(Adds analyst comment, target price reduction, updates stock action)
CHICAGO, Jan 2 (Reuters) - Trucker YRC Worldwide Inc (YRCW.O), said on Wednesday it expects to take fourth-quarter pretax charges of up to $800 million to reflect the declining value of acquisitions, sending its shares down 8 percent to their lowest level in more than nine years.
The noncash impairment charges between $700 million and $800 million would reflect current market conditions and mainly relate to the fair value of the former USF Corp, which YRC, North America’s largest trucking company, acquired in 2005. The remainder of the charges would relate to Roadway, which YRC bought in 2003.
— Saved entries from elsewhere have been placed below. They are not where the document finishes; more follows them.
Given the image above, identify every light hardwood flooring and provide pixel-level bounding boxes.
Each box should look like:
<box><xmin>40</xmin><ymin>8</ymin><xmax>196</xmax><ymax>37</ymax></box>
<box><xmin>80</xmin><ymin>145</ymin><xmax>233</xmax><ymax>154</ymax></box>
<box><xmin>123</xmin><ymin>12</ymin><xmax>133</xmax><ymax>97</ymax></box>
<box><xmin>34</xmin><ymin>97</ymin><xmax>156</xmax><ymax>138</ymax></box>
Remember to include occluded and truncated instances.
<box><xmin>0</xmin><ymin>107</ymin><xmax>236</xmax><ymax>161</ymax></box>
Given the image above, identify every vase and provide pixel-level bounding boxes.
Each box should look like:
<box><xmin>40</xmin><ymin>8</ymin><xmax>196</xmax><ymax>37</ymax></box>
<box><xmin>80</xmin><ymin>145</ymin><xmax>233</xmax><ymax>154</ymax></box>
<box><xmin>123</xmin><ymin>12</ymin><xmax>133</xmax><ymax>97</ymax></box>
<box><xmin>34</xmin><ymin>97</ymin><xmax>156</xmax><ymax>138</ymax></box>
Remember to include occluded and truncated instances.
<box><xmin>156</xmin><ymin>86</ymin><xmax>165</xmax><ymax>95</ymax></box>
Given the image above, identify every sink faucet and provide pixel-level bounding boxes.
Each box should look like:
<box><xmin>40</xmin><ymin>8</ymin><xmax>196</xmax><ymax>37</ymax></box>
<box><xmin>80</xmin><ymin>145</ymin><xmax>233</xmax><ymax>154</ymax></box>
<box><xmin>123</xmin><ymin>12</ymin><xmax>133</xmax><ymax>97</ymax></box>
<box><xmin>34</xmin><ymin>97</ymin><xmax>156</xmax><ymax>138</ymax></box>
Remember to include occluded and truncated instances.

After the announcement, investment bank R.W. Baird & Co cut its target price for YRC to $18 from $22, citing “ongoing concern over execution” but kept its “neutral” rating on the stock.
YRC is a less-than-truckload company, which consolidates small loads into a single truck.
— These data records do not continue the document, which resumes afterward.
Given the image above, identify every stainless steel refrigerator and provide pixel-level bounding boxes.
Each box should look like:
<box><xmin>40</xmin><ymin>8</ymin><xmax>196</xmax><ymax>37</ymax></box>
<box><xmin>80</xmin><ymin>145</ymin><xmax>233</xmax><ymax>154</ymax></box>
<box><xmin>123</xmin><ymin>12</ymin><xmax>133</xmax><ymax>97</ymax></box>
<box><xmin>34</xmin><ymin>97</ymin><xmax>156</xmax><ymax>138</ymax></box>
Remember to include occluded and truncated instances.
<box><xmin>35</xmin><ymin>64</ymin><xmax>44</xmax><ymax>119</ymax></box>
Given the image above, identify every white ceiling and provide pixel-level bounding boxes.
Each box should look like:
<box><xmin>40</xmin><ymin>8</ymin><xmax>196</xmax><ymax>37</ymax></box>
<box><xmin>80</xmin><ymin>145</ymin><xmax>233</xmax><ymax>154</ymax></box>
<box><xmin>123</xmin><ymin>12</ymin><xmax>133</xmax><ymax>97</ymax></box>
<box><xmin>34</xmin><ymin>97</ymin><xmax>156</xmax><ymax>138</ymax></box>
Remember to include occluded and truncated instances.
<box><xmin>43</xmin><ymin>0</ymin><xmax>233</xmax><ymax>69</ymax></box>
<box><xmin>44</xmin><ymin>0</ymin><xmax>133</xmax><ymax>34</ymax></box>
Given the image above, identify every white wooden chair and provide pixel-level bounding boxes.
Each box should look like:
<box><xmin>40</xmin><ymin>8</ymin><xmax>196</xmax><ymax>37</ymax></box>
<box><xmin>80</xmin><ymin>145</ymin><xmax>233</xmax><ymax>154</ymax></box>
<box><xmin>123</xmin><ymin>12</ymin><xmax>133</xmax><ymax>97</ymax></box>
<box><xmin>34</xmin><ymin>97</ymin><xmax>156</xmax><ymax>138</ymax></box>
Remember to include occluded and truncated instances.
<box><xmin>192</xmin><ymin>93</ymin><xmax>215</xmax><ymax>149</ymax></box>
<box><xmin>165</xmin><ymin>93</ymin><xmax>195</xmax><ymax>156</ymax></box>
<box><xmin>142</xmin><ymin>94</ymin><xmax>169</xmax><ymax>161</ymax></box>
Like the rest of the U.S. trucking sector, YRC has been hit since the third quarter of 2006 by weak freight volumes and intense price competition due to the housing sector slowdown, lackluster retail sales, falling auto sales and faltering U.S. economic growth.
YRC officials in a conference call with analysts after announcing the charges said they had seen no improvement in the economy or the less-than-truckload market in the fourth quarter.
“It’s not a good economic environment right now,” Chief Executive Officer Bill Zollars told analysts.
But while YRC has suffered with the rest of the sector, analysts have highlighted the company’s continuing struggle to integrate USF, which is a regional operator.
YRC officials on the conference call said that up to $650 million in charges would relate to a decline in estimated fair value for USF, with up to $150 million related to a reduction in the calculated fair values of USF and Roadway.
“Freight environment appears to be stable but at weak levels and with no signs of improvement,” Baird analyst Jon Langenfeld wrote in a research note. “Maintain Neutral rating as we continue to recommend avoiding the stock based on all-in valuation, but we recognize the stock would likely rebound once the trucking stocks move.”
The company said in a statement that the charges will not affect YRC’s cash flow or its ability to obtain financing, and will not change YRC’s outlook for these units.
The company stopped providing an earnings outlook for investors last year, citing economic uncertainty.
YRC said it is making progress in efforts to cut costs and improve its operations. Last month it reached a tentative agreement with the Teamsters union toward a new five-year labor contract.
Company officials said YRC was on track to complete a plan to cut $100 million in costs.
YRC shares were down $1.36 at $15.73 in midday trading on Nasdaq. YRC shares had reached a 52-week low of $15.87 on Nov. 21, down more than 64 percent from a 52-week high of $47.09 hit on Feb. 22.